Teens noted their parents greatly influence their underage drinking views.

Parents with teens may be concerned about their kids and the effects of peer pressure with respect to drinking, especially with this being prom season. But as a recent survey points out, sharing their feelings about underage drinking may have a more significant influence on them than they realize.

According to a new poll released by not-for-profit advocacy organization The Century Council, as many as 83% of today's teens say that the biggest influence on their decisions as to their feelings about alcohol and whether they'll ever drink before they turn 21 is their parents. Though teenagers also said their friends had some sway as well, the overwhelming majority indicated their mom and dad ultimately had the biggest effect.

Ralph Blackman, president and CEO of the Virginia-based anti-drunk driving organization, noted that this study illustrates that parents need to strike up a conversation with their kids about drinking - as they have a bigger impact on them than they may fully appreciate.

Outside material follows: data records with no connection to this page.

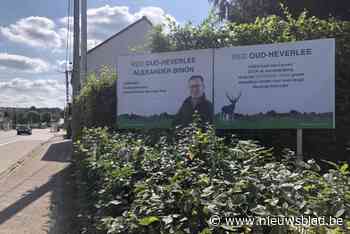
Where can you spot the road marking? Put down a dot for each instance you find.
(7, 143)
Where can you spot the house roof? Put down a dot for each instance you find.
(121, 31)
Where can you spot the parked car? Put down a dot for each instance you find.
(24, 129)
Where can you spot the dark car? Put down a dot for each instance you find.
(24, 129)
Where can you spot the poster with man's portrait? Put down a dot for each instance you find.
(164, 90)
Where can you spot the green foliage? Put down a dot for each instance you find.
(97, 99)
(211, 33)
(176, 183)
(248, 10)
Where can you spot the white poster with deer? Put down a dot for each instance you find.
(163, 90)
(285, 85)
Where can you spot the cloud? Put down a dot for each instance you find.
(21, 92)
(21, 63)
(34, 31)
(107, 20)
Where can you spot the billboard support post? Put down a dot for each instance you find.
(299, 144)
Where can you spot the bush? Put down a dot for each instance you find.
(176, 184)
(97, 99)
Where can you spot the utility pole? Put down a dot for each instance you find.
(76, 48)
(76, 70)
(83, 40)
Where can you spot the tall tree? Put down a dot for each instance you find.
(248, 10)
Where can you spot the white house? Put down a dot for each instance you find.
(133, 36)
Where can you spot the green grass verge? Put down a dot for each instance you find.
(275, 123)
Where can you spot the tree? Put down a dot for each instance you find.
(248, 10)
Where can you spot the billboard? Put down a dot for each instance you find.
(163, 90)
(276, 86)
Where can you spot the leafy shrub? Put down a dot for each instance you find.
(176, 184)
(97, 99)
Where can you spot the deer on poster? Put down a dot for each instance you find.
(228, 111)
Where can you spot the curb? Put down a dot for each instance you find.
(20, 161)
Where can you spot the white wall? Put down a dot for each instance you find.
(108, 52)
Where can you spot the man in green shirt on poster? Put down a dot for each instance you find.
(195, 102)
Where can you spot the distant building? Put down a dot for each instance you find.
(5, 122)
(106, 53)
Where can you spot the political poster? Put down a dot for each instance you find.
(275, 86)
(163, 90)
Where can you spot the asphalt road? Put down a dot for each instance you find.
(13, 147)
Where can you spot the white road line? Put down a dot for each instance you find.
(7, 143)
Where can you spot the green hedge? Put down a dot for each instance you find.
(129, 185)
(97, 99)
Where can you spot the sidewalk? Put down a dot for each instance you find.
(30, 195)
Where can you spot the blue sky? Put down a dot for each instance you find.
(32, 40)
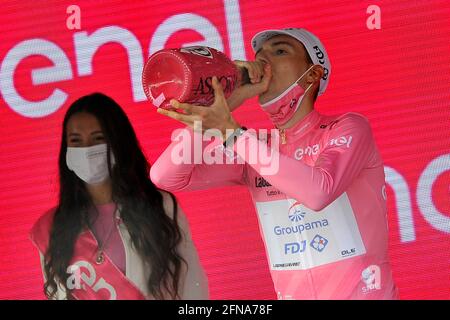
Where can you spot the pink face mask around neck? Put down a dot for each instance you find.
(281, 108)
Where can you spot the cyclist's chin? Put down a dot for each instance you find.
(266, 96)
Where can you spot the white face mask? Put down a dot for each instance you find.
(90, 164)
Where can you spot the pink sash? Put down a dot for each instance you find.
(88, 280)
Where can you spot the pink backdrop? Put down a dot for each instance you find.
(397, 76)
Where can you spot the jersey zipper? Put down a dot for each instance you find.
(283, 136)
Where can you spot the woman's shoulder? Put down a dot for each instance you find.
(40, 231)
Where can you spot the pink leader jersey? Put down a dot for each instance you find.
(322, 215)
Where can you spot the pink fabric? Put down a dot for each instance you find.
(105, 223)
(322, 215)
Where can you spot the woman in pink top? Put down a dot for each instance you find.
(113, 234)
(320, 194)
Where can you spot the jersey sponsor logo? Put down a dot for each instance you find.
(260, 182)
(319, 243)
(348, 252)
(280, 231)
(89, 279)
(371, 276)
(310, 150)
(341, 141)
(296, 213)
(200, 51)
(295, 247)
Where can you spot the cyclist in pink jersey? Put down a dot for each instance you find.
(321, 197)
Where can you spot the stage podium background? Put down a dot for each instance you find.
(397, 76)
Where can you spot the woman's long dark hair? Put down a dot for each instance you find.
(153, 233)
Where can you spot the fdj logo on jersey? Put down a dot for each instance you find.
(319, 243)
(295, 247)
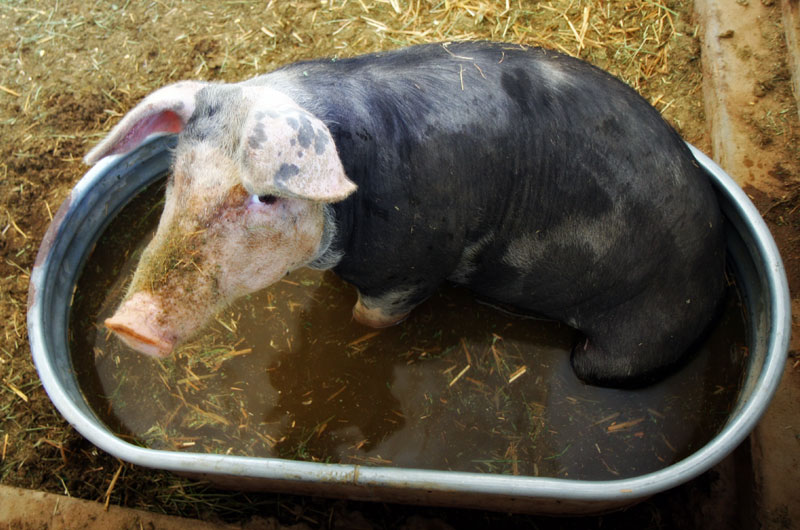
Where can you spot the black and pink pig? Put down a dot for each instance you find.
(533, 178)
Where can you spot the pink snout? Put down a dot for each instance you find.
(138, 323)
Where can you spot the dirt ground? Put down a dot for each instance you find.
(69, 69)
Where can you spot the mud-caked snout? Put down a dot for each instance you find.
(140, 323)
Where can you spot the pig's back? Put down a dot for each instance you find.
(533, 177)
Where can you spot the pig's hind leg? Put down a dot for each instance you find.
(638, 343)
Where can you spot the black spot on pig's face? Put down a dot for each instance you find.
(219, 113)
(320, 142)
(305, 135)
(285, 172)
(257, 138)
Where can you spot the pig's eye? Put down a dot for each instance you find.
(263, 199)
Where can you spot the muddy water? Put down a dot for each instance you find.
(458, 386)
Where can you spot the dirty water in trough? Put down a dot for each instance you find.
(458, 386)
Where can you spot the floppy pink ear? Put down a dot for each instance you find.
(165, 110)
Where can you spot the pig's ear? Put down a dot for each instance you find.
(287, 151)
(165, 110)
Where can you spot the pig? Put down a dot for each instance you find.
(535, 179)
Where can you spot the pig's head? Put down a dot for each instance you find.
(244, 206)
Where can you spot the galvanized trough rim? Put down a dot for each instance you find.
(612, 491)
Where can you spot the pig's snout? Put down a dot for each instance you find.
(136, 323)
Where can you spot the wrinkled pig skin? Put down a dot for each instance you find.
(531, 177)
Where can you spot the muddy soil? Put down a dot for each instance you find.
(70, 69)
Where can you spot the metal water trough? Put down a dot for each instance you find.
(116, 180)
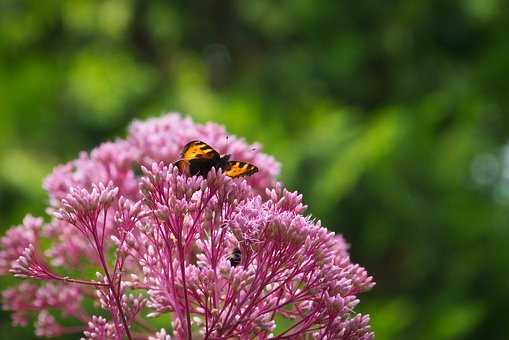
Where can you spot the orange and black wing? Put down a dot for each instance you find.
(197, 158)
(237, 169)
(199, 150)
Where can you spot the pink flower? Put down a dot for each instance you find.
(164, 243)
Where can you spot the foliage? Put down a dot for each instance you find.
(388, 116)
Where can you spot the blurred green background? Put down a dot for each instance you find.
(390, 116)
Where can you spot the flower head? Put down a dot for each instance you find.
(223, 256)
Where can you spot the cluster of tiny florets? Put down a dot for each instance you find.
(140, 239)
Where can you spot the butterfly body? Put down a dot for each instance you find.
(198, 158)
(235, 257)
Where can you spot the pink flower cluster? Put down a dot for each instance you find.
(131, 233)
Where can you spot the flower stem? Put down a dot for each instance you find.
(182, 269)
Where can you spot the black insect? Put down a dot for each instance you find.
(235, 257)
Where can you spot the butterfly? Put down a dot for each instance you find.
(235, 257)
(198, 158)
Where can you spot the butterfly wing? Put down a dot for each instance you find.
(199, 150)
(197, 158)
(237, 169)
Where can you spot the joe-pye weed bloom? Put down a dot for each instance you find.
(130, 232)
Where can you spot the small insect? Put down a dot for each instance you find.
(234, 257)
(198, 158)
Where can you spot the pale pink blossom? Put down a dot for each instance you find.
(130, 232)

"As parents we need to start the discussion about alcohol as early as age 11 and continue having the discussion often throughout middle school, high school and college," said Blackman.

The results of the study largely mirror those that were conducted at this time last year. At that time, eight in 10 teens said their parents more than anyone else affected their opinion and actions in regards to drinking.

Organizations like Mothers Against Drunk Driving and the National Highway Traffic Safety Administration routinely sponsor drunk driving awareness programs around this time of year, hoping to diminish the number of auto insurance claims that are filed due to accidents caused by impaired motor vehicle operation. According to MADD, nearly one in every five men and women between 18 and 20 years old say they have driven under the influence of alcohol in the past 12 months.